8. Chapter Seven
Chapter Seven
Julianna
I t begins in blackout. My consciousness returns from some pitch void, like someone’s dropped me headfirst into a vat of cheap tequila and I’m clawing my way out with nothing but regret and bile.
The first thing I notice is pain, which is good, because it means I’m alive.
Then I notice cold, which is less good, because wherever I am, it’s the kind of cold that gets inside your bones and makes them ache.
My mouth tastes like battery acid and regret.
I try to roll onto my side, to spit, but my arms don’t answer.
There’s a brief, ugly moment where I wonder if Creed did what I think he did, and I try to wiggle my fingers.

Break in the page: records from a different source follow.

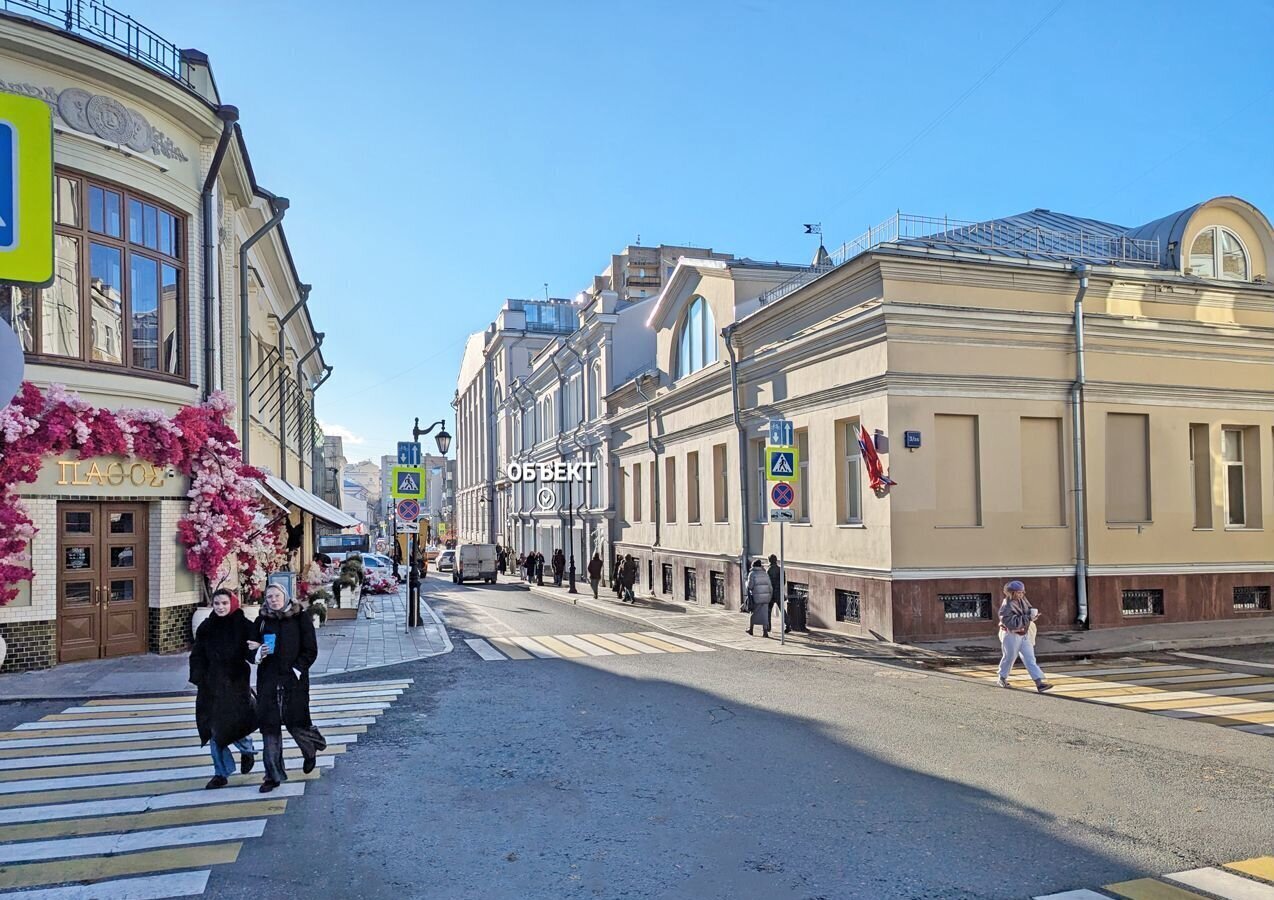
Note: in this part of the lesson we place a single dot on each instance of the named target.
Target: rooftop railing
(1002, 239)
(101, 23)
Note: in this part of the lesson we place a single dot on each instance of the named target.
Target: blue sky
(442, 157)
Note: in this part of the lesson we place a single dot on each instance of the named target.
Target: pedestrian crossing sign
(407, 482)
(782, 464)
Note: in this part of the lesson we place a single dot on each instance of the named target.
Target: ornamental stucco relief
(103, 116)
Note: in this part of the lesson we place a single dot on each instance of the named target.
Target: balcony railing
(101, 23)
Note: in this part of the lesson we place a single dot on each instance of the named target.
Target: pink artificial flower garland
(227, 516)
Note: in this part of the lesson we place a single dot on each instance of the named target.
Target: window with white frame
(696, 346)
(1217, 253)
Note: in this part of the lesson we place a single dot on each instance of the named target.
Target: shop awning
(316, 506)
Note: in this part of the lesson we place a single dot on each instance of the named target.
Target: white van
(475, 562)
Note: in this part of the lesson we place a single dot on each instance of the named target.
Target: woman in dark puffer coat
(283, 683)
(224, 711)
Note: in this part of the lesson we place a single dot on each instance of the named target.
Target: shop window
(966, 606)
(849, 608)
(1250, 598)
(1143, 602)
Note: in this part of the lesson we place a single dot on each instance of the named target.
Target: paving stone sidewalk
(344, 646)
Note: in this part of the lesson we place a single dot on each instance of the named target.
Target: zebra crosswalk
(1180, 691)
(580, 646)
(1242, 880)
(106, 801)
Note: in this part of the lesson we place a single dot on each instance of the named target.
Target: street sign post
(26, 190)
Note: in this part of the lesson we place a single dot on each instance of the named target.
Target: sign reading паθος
(559, 471)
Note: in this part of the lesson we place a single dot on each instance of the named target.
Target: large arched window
(696, 347)
(1217, 253)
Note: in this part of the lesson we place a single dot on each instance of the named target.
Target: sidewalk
(344, 646)
(719, 627)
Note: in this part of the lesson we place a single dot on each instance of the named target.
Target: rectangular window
(720, 483)
(849, 608)
(1251, 598)
(959, 490)
(716, 584)
(1044, 500)
(966, 606)
(849, 478)
(1200, 474)
(670, 490)
(1128, 468)
(803, 482)
(692, 487)
(1143, 602)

Good news: they work. Bad news: they don’t go anywhere.
There’s a click and a sudden, sharp pressure around my wrists, metal, not plastic. Cuffs.

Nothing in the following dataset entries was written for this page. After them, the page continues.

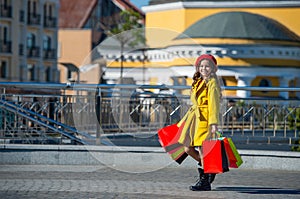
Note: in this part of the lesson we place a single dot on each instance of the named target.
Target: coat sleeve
(213, 103)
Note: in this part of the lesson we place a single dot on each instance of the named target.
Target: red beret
(206, 56)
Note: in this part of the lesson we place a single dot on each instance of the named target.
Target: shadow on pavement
(260, 190)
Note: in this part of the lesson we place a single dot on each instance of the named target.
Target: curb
(131, 157)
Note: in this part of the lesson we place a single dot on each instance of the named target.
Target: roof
(75, 13)
(239, 25)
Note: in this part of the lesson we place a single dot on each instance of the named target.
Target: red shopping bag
(168, 138)
(214, 156)
(230, 154)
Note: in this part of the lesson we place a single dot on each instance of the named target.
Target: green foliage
(128, 21)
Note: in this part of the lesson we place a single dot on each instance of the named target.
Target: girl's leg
(211, 176)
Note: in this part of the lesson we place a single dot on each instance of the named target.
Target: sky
(140, 3)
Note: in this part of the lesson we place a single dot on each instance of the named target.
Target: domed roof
(239, 25)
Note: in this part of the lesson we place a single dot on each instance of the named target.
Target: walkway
(99, 181)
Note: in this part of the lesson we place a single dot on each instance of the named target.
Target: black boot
(211, 177)
(203, 182)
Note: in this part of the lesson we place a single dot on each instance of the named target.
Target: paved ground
(51, 181)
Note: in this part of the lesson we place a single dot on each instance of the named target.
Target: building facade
(28, 39)
(256, 43)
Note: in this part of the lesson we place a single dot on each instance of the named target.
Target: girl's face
(205, 68)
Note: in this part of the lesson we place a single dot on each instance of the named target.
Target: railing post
(99, 117)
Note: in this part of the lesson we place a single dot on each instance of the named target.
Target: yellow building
(256, 43)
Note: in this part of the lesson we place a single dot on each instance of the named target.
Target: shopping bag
(168, 138)
(232, 160)
(214, 156)
(239, 159)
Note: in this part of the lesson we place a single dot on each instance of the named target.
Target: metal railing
(82, 113)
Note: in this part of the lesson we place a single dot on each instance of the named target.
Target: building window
(48, 74)
(3, 69)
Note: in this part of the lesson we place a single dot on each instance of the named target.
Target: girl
(202, 119)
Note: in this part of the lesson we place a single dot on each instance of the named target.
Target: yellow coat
(204, 112)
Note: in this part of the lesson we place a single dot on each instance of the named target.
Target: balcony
(33, 52)
(49, 54)
(50, 22)
(5, 46)
(6, 11)
(22, 16)
(34, 19)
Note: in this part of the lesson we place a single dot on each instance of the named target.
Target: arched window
(264, 83)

So. Not dead. Not paralyzed. Just… neatly packaged.
That motherfucker…
I open my eyes, slowly. The room is dark, but not entirely.
There’s a single bulb overhead, dangling on a cord so thin I could snap it if I could get within three feet.

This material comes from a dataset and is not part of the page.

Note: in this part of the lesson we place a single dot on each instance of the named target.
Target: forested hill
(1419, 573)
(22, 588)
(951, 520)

It throws shadows across four concrete walls, no windows, not even the charade of a curtain.
There’s a bed, which is what I’m on, or rather, what I’m chained to.
Industrial, welded steel, hospital-issue mattress, no sheets, just a thin blue blanket that’s more of a fucking joke than anything else.
The air smells like bleach and rust and something earthy, like wet rocks. I run through all of this in the first three seconds, because my brain doesn’t do idle. It’s already working the problem.
My hands are cuffed to a chain attached to a ring on the wall, which is welded from the same steel as the frame.
I try to arch my back and slip my hands free, but he did a fan-fucking-tasic job of securing me tight enough that I can’t slip it without breaking my thumb.
At least the chain is long enough I can get up and move around.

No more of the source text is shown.